Soaring gas and food prices, a slumping housing market and a falling stock market have depressed consumer confidence, raising fears that shoppers will pull back even more in the critical months ahead.

Consumer spending accounting for two-thirds of U.S. economic activity. While Americans have cut back on nonessentials like clothing, spending has remained fairly resilient despite their darkening mood. But once the short-term benefits of the federal stimulus checks fade, shoppers might retrench further — possibly tipping the economy into a recession.

"It makes us nervous," said Brooklyn resident Deanna Zammit of all the bad economic news. The freelance writer, who purchased a condo a year ago in Brooklyn with her husband John Miller, a product designer at an Internet software firm, said they are secure in their jobs, but that the slowing economy and inflationary pressures have forced them to pare down.

"I'm not going shopping at Macy's, and I am not buying any more summer clothes," Zammit said. "Food and gas prices are stinging us, and I am watching where things go."
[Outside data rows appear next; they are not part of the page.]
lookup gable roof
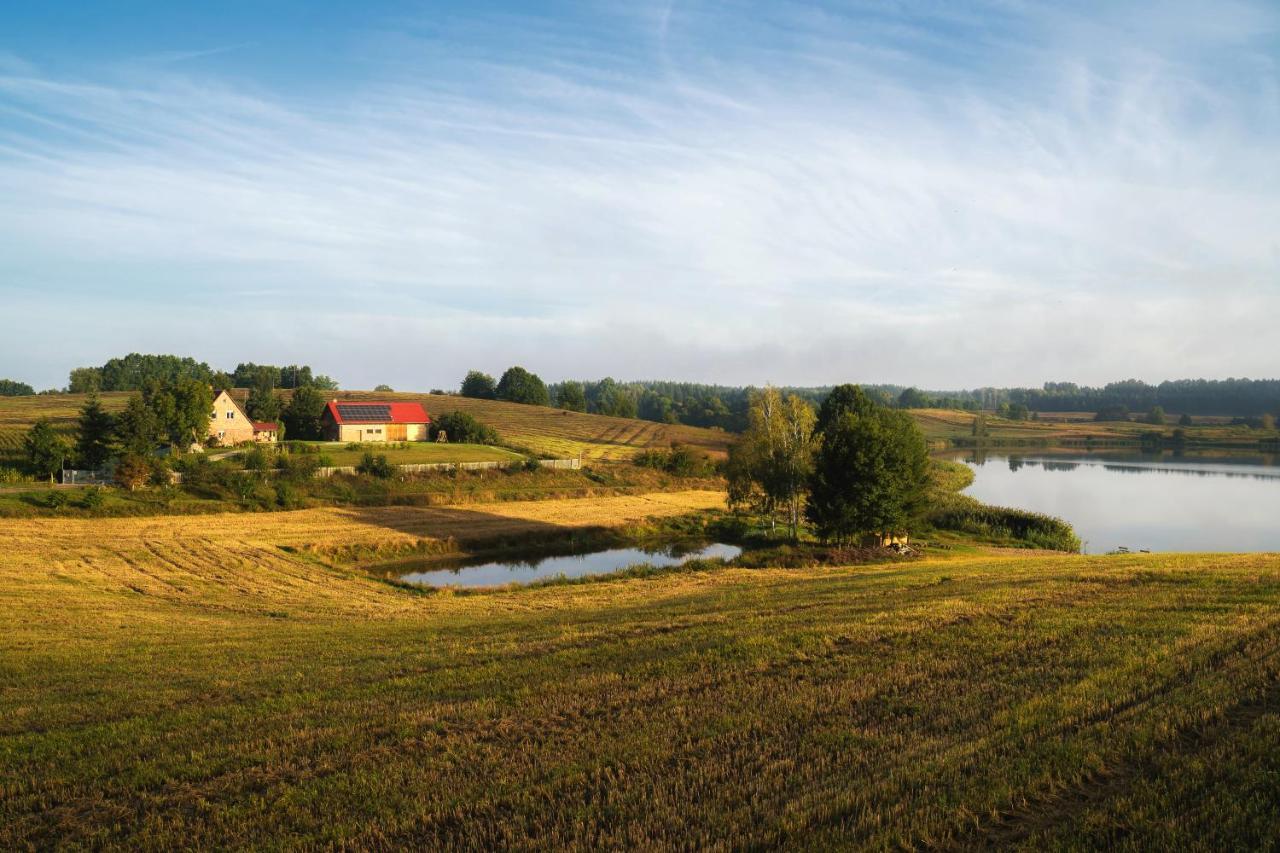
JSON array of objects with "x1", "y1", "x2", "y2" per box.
[
  {"x1": 325, "y1": 400, "x2": 431, "y2": 424},
  {"x1": 214, "y1": 388, "x2": 248, "y2": 420}
]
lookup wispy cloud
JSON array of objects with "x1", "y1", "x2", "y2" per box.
[{"x1": 0, "y1": 3, "x2": 1280, "y2": 387}]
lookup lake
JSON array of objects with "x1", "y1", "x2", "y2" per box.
[
  {"x1": 951, "y1": 451, "x2": 1280, "y2": 553},
  {"x1": 399, "y1": 542, "x2": 742, "y2": 587}
]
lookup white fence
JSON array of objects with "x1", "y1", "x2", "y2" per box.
[
  {"x1": 59, "y1": 467, "x2": 115, "y2": 485},
  {"x1": 316, "y1": 459, "x2": 582, "y2": 476}
]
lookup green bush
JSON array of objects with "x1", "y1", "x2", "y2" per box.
[
  {"x1": 430, "y1": 411, "x2": 498, "y2": 444},
  {"x1": 356, "y1": 453, "x2": 396, "y2": 480},
  {"x1": 928, "y1": 494, "x2": 1080, "y2": 553}
]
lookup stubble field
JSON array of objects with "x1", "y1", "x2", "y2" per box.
[{"x1": 0, "y1": 493, "x2": 1280, "y2": 849}]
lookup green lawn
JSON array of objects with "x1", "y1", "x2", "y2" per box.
[
  {"x1": 289, "y1": 442, "x2": 525, "y2": 466},
  {"x1": 0, "y1": 519, "x2": 1280, "y2": 849}
]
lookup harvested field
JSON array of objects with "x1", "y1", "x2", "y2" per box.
[
  {"x1": 0, "y1": 504, "x2": 1280, "y2": 849},
  {"x1": 0, "y1": 391, "x2": 733, "y2": 461}
]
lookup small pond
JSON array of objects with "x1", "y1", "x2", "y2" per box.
[{"x1": 396, "y1": 542, "x2": 742, "y2": 587}]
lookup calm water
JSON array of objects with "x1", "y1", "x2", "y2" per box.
[
  {"x1": 389, "y1": 543, "x2": 742, "y2": 587},
  {"x1": 954, "y1": 451, "x2": 1280, "y2": 553}
]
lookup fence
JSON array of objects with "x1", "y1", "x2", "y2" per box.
[
  {"x1": 316, "y1": 459, "x2": 582, "y2": 476},
  {"x1": 59, "y1": 467, "x2": 115, "y2": 485}
]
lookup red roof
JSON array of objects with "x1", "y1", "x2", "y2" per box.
[{"x1": 328, "y1": 400, "x2": 431, "y2": 424}]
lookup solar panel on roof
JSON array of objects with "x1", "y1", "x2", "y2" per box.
[{"x1": 338, "y1": 403, "x2": 392, "y2": 423}]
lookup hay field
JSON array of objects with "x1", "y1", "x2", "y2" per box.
[
  {"x1": 0, "y1": 391, "x2": 733, "y2": 461},
  {"x1": 0, "y1": 494, "x2": 1280, "y2": 849}
]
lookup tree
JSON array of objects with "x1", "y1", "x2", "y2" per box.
[
  {"x1": 115, "y1": 453, "x2": 151, "y2": 492},
  {"x1": 76, "y1": 396, "x2": 115, "y2": 469},
  {"x1": 115, "y1": 394, "x2": 164, "y2": 456},
  {"x1": 142, "y1": 379, "x2": 214, "y2": 450},
  {"x1": 462, "y1": 370, "x2": 498, "y2": 400},
  {"x1": 431, "y1": 411, "x2": 498, "y2": 444},
  {"x1": 22, "y1": 419, "x2": 72, "y2": 479},
  {"x1": 280, "y1": 386, "x2": 325, "y2": 441},
  {"x1": 897, "y1": 388, "x2": 929, "y2": 409},
  {"x1": 814, "y1": 384, "x2": 877, "y2": 433},
  {"x1": 0, "y1": 379, "x2": 36, "y2": 397},
  {"x1": 498, "y1": 365, "x2": 550, "y2": 406},
  {"x1": 556, "y1": 382, "x2": 586, "y2": 411},
  {"x1": 805, "y1": 394, "x2": 929, "y2": 542},
  {"x1": 727, "y1": 388, "x2": 814, "y2": 539}
]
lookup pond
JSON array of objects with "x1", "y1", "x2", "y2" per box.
[
  {"x1": 398, "y1": 542, "x2": 742, "y2": 587},
  {"x1": 954, "y1": 451, "x2": 1280, "y2": 553}
]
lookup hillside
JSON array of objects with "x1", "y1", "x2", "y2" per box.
[
  {"x1": 0, "y1": 391, "x2": 733, "y2": 460},
  {"x1": 0, "y1": 504, "x2": 1280, "y2": 849}
]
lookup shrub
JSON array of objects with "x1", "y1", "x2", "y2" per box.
[
  {"x1": 430, "y1": 411, "x2": 498, "y2": 444},
  {"x1": 115, "y1": 453, "x2": 151, "y2": 492},
  {"x1": 928, "y1": 494, "x2": 1080, "y2": 553},
  {"x1": 632, "y1": 444, "x2": 716, "y2": 476},
  {"x1": 356, "y1": 453, "x2": 396, "y2": 480}
]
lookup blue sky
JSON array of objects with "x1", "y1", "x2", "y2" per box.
[{"x1": 0, "y1": 0, "x2": 1280, "y2": 389}]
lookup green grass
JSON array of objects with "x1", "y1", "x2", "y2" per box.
[
  {"x1": 277, "y1": 442, "x2": 525, "y2": 466},
  {"x1": 0, "y1": 519, "x2": 1280, "y2": 849}
]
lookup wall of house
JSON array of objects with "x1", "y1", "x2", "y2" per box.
[
  {"x1": 326, "y1": 424, "x2": 426, "y2": 444},
  {"x1": 209, "y1": 392, "x2": 253, "y2": 444}
]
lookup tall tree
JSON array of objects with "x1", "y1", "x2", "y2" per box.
[
  {"x1": 0, "y1": 379, "x2": 36, "y2": 397},
  {"x1": 76, "y1": 394, "x2": 115, "y2": 469},
  {"x1": 556, "y1": 382, "x2": 586, "y2": 411},
  {"x1": 22, "y1": 419, "x2": 72, "y2": 479},
  {"x1": 805, "y1": 394, "x2": 928, "y2": 542},
  {"x1": 462, "y1": 370, "x2": 498, "y2": 400},
  {"x1": 282, "y1": 386, "x2": 325, "y2": 441},
  {"x1": 498, "y1": 365, "x2": 550, "y2": 406},
  {"x1": 115, "y1": 394, "x2": 163, "y2": 456},
  {"x1": 728, "y1": 388, "x2": 814, "y2": 539}
]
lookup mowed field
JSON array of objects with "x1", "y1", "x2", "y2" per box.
[
  {"x1": 911, "y1": 409, "x2": 1276, "y2": 447},
  {"x1": 0, "y1": 391, "x2": 733, "y2": 460},
  {"x1": 0, "y1": 493, "x2": 1280, "y2": 849}
]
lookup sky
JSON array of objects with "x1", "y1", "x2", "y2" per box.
[{"x1": 0, "y1": 0, "x2": 1280, "y2": 389}]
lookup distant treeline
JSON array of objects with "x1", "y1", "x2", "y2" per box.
[
  {"x1": 67, "y1": 352, "x2": 338, "y2": 393},
  {"x1": 550, "y1": 378, "x2": 1280, "y2": 432}
]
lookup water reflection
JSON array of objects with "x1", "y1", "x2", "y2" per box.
[
  {"x1": 386, "y1": 542, "x2": 742, "y2": 587},
  {"x1": 955, "y1": 451, "x2": 1280, "y2": 553}
]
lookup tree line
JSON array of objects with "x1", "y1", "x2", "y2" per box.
[
  {"x1": 726, "y1": 386, "x2": 928, "y2": 544},
  {"x1": 67, "y1": 352, "x2": 338, "y2": 393}
]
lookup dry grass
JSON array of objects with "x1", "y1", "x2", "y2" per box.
[
  {"x1": 0, "y1": 391, "x2": 733, "y2": 460},
  {"x1": 0, "y1": 493, "x2": 1280, "y2": 849}
]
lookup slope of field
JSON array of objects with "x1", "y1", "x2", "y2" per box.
[
  {"x1": 0, "y1": 391, "x2": 733, "y2": 460},
  {"x1": 0, "y1": 496, "x2": 1280, "y2": 849},
  {"x1": 911, "y1": 409, "x2": 1276, "y2": 447}
]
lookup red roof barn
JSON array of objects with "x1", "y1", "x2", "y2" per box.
[{"x1": 320, "y1": 400, "x2": 431, "y2": 442}]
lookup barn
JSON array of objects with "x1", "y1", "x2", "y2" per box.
[{"x1": 320, "y1": 400, "x2": 431, "y2": 443}]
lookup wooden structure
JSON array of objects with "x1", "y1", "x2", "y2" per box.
[{"x1": 320, "y1": 400, "x2": 431, "y2": 443}]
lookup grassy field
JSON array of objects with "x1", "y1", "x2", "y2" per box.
[
  {"x1": 0, "y1": 391, "x2": 732, "y2": 461},
  {"x1": 257, "y1": 442, "x2": 525, "y2": 466},
  {"x1": 911, "y1": 409, "x2": 1277, "y2": 448},
  {"x1": 0, "y1": 492, "x2": 1280, "y2": 849}
]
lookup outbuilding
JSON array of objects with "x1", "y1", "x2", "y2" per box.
[{"x1": 320, "y1": 400, "x2": 431, "y2": 443}]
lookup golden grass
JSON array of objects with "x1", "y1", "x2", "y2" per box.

Two downbeat reports released Tuesday — one on consumer confidence, the other on the housing market — show shoppers are under increasing strain. The Conference Board's Confidence Index fell for the sixth month in a row to the lowest level in 16 years, while the measure that assesses how well consumers expect the economy to fare over the next six months dropped to the lowest point since the private research group began doing the surveys in 1967. Shoppers are anxious enough that fewer of them plan to buy big-ticket items like TVs and appliances, according to the Conference Board report — a bad omen for Christmas giving.

Another set of reports — the Standard & Poor's/Case-Shiller home price indices and the Office of Federal Housing Enterprise Oversight index — showed record year-over-year drops in April, a signal that the housing slump is not only deepening, but encompassing markets that were once holding their own.

Meanwhile, American Express warned Wednesday that the consumer credit situation is worsening faster in June than it had anticipated, as the U.S. economy continues to falter.

"People are feeling poorer and that means less spending. ... The holiday season will be bad — if not worse than the last year," said Bernard Baumohl, managing director at the Economic Outlook Group LLC.

Baumohl added that while consumer confidence and spending don't move in tandem on a month-to-month basis, he believes that the persistent and precipitous fall in confidence will affect spending within three to nine months.

After sluggish sales last year, stores started seeing a boost in recent weeks from the rebate checks — but those benefits are expected to evaporate.

Lynn Franco, director of the Conference Board's Consumer Research Center, said the holiday period doesn't "look too good" at the moment. "There will be a lot of heavy incentives" to get people to shop, she said.

Reacting to the malaise, retailers are paring back expansion plans and closing stores. J.C. Penney Co. announced Wednesday that it will now open only 20 new or relocated stores in 2009, down from 36 announced in April, and previous plans for 50.

Shoppers should also expect to see more focused holiday offerings as stores cut back on inventory. Dan Hess, CEO of research firm Merchant Forecast, estimates that retailers are paring back autumn orders by 15 percent from a year ago.